Step 1: Understanding the Question:
We need to determine the effective number of atoms that belong to a single unit cell in a Face-Centered Cubic (FCC) lattice structure. This involves summing the contributions of atoms at different positions within the cell.
Step 2: Key Formula or Approach:
The total number of atoms per unit cell is the sum of the contributions from atoms at different lattice positions. The key contribution factors are:
- Contribution of a corner atom = \(1/8\) (shared by 8 cells).
- Contribution of a face-centered atom = \(1/2\) (shared by 2 cells).
Step 3: Detailed Explanation:
An FCC unit cell has atoms at two types of locations:
(i) At the corners:
A cube has 8 corners. Each atom at a corner is shared by 8 adjacent unit cells.
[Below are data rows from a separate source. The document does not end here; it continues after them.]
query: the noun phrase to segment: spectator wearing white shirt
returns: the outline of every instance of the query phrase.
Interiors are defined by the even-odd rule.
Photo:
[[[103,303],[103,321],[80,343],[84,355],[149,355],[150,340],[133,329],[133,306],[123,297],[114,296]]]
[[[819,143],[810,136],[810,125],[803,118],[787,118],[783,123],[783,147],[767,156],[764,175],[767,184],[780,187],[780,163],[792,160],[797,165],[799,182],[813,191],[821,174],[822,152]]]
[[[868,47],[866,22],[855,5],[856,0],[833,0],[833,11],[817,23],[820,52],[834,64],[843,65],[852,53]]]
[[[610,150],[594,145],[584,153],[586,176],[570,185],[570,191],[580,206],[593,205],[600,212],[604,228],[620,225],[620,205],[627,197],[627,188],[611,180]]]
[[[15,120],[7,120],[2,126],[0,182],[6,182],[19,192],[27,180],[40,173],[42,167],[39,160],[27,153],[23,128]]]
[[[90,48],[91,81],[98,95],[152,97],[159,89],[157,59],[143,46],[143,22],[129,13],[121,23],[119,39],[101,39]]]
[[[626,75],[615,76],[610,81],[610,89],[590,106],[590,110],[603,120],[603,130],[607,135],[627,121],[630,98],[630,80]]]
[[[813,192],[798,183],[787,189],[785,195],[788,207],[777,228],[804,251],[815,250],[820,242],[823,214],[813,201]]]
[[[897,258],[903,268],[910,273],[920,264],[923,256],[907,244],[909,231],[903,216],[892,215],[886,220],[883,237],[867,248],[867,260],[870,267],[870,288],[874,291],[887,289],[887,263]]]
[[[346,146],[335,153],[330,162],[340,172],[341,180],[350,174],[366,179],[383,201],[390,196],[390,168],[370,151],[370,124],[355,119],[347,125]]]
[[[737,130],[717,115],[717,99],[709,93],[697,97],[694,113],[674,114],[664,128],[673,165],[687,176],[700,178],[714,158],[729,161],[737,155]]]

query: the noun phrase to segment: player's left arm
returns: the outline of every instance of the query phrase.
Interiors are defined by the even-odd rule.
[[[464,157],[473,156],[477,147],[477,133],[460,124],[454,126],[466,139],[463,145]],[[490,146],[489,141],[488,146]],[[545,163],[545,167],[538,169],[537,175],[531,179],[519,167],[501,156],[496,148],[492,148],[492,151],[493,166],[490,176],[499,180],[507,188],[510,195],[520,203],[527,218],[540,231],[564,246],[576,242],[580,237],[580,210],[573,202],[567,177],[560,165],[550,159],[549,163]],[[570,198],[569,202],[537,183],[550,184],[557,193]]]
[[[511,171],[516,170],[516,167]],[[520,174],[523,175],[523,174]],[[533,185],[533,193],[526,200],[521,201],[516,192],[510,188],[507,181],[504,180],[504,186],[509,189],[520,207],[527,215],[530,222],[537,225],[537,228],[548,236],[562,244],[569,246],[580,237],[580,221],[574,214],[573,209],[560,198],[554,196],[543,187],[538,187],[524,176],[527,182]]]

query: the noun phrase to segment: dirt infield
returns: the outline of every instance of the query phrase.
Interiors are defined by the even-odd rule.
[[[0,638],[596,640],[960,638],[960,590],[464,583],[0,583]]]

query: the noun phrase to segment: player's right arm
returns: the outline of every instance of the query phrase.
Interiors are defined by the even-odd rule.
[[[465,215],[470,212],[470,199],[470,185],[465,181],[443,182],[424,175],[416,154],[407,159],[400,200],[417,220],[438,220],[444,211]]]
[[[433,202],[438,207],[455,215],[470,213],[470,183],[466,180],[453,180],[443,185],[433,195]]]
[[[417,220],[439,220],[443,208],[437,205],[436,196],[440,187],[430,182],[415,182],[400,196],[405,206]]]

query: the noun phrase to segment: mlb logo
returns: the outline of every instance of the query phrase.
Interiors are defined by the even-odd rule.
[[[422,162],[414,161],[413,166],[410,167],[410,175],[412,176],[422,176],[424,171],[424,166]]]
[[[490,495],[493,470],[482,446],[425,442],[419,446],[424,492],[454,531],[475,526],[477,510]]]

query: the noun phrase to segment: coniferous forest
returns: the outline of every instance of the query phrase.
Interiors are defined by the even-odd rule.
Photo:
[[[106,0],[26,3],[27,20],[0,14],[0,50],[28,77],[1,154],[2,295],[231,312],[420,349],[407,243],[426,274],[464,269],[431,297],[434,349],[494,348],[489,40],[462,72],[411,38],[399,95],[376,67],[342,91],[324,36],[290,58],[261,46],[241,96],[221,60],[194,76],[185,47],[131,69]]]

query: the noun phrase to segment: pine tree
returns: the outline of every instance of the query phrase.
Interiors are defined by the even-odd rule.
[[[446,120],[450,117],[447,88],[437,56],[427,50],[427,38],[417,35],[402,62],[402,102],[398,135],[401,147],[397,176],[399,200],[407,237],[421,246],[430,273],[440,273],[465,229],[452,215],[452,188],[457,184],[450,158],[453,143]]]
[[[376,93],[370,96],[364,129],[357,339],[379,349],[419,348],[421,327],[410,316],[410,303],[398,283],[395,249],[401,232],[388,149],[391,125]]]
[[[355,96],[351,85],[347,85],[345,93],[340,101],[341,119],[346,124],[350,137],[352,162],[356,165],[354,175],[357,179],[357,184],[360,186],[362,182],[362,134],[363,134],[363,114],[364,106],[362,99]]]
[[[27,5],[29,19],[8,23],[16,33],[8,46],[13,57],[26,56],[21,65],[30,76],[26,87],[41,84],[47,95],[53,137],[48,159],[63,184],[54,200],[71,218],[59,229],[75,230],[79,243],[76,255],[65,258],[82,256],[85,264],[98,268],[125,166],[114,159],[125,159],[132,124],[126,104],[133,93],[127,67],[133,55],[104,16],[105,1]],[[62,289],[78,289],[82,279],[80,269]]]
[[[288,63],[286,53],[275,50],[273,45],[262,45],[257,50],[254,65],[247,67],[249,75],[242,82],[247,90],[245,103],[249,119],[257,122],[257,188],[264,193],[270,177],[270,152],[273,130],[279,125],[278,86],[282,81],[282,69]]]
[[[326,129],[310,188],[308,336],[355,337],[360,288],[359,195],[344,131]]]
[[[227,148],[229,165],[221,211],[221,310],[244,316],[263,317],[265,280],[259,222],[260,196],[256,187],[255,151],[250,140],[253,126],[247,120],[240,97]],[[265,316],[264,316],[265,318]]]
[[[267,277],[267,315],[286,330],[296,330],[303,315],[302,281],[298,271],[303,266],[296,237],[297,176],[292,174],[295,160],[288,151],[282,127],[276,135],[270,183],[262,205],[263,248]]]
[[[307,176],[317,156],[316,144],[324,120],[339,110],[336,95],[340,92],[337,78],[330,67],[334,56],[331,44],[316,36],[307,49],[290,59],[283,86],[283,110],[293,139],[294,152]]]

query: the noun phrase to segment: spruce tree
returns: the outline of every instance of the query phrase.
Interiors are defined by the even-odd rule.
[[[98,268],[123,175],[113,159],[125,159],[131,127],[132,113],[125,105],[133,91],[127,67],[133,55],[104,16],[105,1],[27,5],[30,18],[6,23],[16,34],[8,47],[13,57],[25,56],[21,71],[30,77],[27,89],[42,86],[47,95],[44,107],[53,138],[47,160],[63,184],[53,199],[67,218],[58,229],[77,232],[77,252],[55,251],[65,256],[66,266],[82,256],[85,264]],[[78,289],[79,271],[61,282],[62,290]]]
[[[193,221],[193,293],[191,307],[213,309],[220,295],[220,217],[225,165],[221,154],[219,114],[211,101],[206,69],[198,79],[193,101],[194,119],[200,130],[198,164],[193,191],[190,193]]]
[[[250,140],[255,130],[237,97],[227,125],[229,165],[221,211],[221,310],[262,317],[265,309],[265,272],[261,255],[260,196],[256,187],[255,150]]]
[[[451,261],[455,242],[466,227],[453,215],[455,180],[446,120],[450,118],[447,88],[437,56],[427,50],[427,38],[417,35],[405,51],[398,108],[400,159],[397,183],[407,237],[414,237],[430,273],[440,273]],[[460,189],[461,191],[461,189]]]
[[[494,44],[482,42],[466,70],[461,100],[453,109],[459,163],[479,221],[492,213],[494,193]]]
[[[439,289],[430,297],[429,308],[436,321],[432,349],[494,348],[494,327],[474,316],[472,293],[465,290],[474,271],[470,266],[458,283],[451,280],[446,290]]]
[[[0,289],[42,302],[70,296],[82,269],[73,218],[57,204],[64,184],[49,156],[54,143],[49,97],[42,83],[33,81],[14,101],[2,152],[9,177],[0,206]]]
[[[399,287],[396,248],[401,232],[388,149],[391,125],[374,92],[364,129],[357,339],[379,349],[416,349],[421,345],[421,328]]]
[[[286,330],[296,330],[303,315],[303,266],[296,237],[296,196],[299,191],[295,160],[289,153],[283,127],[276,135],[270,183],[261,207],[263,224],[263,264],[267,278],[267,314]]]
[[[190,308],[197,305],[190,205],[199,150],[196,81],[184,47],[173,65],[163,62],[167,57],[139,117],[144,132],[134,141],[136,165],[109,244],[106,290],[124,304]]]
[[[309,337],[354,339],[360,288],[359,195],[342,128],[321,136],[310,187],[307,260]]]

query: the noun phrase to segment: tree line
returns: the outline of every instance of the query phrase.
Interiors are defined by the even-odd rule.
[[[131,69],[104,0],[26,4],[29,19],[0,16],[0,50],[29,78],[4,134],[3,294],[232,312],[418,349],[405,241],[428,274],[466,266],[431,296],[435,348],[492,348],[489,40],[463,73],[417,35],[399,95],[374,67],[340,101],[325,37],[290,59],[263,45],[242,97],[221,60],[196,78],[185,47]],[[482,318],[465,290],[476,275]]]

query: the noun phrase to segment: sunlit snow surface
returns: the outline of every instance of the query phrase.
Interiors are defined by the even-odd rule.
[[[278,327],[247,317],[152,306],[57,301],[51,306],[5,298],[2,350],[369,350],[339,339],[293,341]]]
Contribution from corner atoms = \(8 \, \text{corners} \times \frac{1}{8} \, \frac{\text{atom}}{\text{corner}} = 1 \, \text{atom}\).
(ii) At the center of the faces:
A cube has 6 faces. Each atom at the center of a face is shared by 2 adjacent unit cells.
Contribution from face-centered atoms = \(6 \, \text{faces} \times \frac{1}{2} \, \frac{\text{atom}}{\text{face}} = 3 \, \text{atoms}\).
(iii) Total number of atoms:
The total effective number of atoms per FCC unit cell is the sum of these contributions:
Total atoms = (Contribution from corners) + (Contribution from faces) = \(1 + 3 = 4\).
Step 4: Final Answer:
There are 4 atoms per unit cell in an FCC crystal structure.